EU AI Act · Compliance Framework
How a Helios world model maps to the obligations of the EU AI Act across risk classification, transparency, human oversight, robustness, and post-market monitoring. Auditor-ready.
Purpose
This document maps the Helios substrate to the obligations of the EU AI Act for high-risk AI systems. It is intended for compliance officers, internal audit teams, DPAs, and procurement reviewers. It is auditor-ready: every claim references a substrate property and the artefact that demonstrates it.
Risk classification
A Helios world model deployed for institutional decisions is treated as a high-risk AI system under the EU AI Act. The substrate is designed against the obligations applicable to that class: risk management, data governance, technical documentation, transparency, human oversight, accuracy and robustness, and post-market monitoring.
Risk management system
The substrate implements a continuous risk management process: known risks are catalogued with the controls that mitigate them, residual risks are documented, and emerging risks are surfaced through adversarial review (see Project Athena). The risk register is versioned with the substrate.
Data governance
Data inside the substrate is typed, versioned, and bound to provenance contracts. Training and operational data are separable. Personal data is processed under GDPR Article 22 obligations: every automated decision is traceable, explainable, and reviewable at the level the regulator and the data subject require.
Technical documentation
The substrate generates its own technical documentation as a property of the runtime. Architecture diagrams, data flow records, reasoning composition logs, and policy artefacts are produced continuously. A regulator inquiry does not require a documentation project, it requires a query.
Human oversight
The substrate is designed to be operated by humans, not in place of humans. Every recommendation can be reviewed at the level of evidence, reasoning composition, and policy enforcement. Refusal is supported as a first-class output. Critical actions require typed human sign-off, recorded with the substrate.
Accuracy and robustness
Accuracy is measured at the decision level, not the prediction level. Robustness is tested through adversarial governance (Project Athena), drift detection across nested time-scales, and provenance-aware replay of prior states.
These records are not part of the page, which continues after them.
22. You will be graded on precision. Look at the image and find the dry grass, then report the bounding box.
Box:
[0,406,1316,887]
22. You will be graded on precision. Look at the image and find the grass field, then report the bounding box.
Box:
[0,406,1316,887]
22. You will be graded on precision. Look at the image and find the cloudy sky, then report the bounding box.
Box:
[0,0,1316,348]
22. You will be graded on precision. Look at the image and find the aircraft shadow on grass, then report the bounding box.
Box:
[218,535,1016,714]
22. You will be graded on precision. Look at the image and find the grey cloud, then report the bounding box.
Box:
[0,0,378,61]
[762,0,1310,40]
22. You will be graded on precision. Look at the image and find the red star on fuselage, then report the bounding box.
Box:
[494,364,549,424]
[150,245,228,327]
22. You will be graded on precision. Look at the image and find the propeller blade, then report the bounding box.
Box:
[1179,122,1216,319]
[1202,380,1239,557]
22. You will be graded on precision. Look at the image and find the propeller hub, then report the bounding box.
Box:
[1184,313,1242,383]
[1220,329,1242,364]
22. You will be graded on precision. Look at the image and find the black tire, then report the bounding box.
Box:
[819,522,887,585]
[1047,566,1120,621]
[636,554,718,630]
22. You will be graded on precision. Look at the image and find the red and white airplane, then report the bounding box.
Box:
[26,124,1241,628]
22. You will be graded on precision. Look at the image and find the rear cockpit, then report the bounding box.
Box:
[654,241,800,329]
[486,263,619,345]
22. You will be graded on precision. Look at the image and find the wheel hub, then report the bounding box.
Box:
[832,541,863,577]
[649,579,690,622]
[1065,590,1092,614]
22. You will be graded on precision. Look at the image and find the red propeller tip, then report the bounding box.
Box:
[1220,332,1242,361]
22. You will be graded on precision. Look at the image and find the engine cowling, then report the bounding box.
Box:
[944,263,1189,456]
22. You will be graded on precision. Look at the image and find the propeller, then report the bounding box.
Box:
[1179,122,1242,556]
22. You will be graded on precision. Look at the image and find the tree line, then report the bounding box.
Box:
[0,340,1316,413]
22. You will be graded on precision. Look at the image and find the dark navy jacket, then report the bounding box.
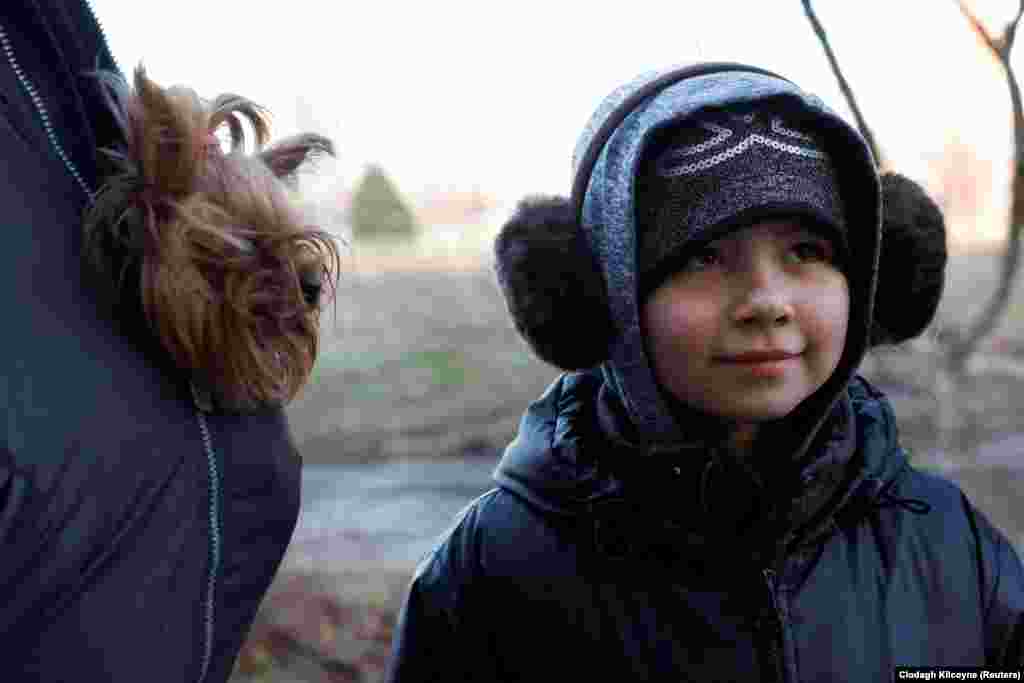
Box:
[390,373,1024,683]
[0,0,300,683]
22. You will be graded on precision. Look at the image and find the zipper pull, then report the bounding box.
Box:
[188,380,213,414]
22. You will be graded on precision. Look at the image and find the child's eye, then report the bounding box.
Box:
[791,240,831,262]
[683,247,722,270]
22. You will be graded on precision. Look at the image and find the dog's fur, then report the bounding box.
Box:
[871,173,947,345]
[83,67,338,411]
[495,174,946,371]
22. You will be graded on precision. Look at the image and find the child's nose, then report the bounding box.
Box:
[733,263,794,327]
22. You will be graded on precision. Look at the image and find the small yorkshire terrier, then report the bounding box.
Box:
[83,66,339,412]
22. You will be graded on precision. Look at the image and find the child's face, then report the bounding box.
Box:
[641,218,850,423]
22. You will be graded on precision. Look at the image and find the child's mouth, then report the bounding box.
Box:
[717,350,800,377]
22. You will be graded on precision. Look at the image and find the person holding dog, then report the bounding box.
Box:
[388,63,1024,683]
[0,0,337,683]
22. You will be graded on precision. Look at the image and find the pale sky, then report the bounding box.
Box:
[91,0,1024,204]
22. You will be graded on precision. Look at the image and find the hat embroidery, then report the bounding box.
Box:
[655,115,828,178]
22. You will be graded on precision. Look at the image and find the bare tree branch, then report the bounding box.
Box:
[802,0,884,166]
[949,0,1024,373]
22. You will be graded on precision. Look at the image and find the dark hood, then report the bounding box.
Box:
[495,370,906,538]
[574,65,881,460]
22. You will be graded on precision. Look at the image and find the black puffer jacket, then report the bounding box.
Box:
[390,373,1024,683]
[0,0,300,683]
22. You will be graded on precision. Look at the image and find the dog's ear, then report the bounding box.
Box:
[870,173,947,346]
[495,197,614,371]
[259,133,334,184]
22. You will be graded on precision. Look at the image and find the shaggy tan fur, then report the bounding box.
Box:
[83,67,338,411]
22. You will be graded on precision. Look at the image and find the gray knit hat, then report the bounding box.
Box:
[636,104,846,299]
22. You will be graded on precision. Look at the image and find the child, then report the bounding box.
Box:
[390,65,1024,682]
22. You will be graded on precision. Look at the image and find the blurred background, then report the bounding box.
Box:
[91,0,1024,681]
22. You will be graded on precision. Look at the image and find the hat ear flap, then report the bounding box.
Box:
[495,197,613,371]
[870,173,947,346]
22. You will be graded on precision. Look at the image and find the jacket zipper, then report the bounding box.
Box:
[190,383,221,683]
[78,0,223,683]
[0,21,94,204]
[82,0,121,72]
[762,569,785,683]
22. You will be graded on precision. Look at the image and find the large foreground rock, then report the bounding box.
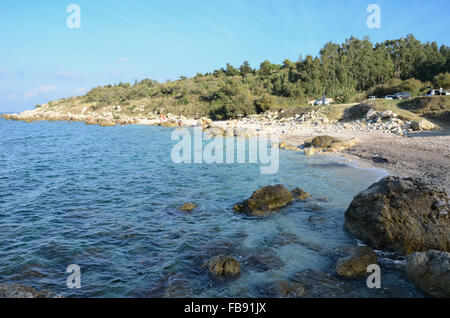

The substrate exposes its own confidence and refuses outside its support.
Post-market monitoring
The substrate monitors itself in production. Drift, anomaly, governance violation, and outcome divergence are continuously evaluated. Incidents are reported under DORA timelines for financial sector clients. The post-market monitoring is part of the runtime, not a separate compliance pipeline.
Papadopoulos, L. (2025). EU AI Act · Compliance Framework. Helios Brain · Governance Document, HB-005.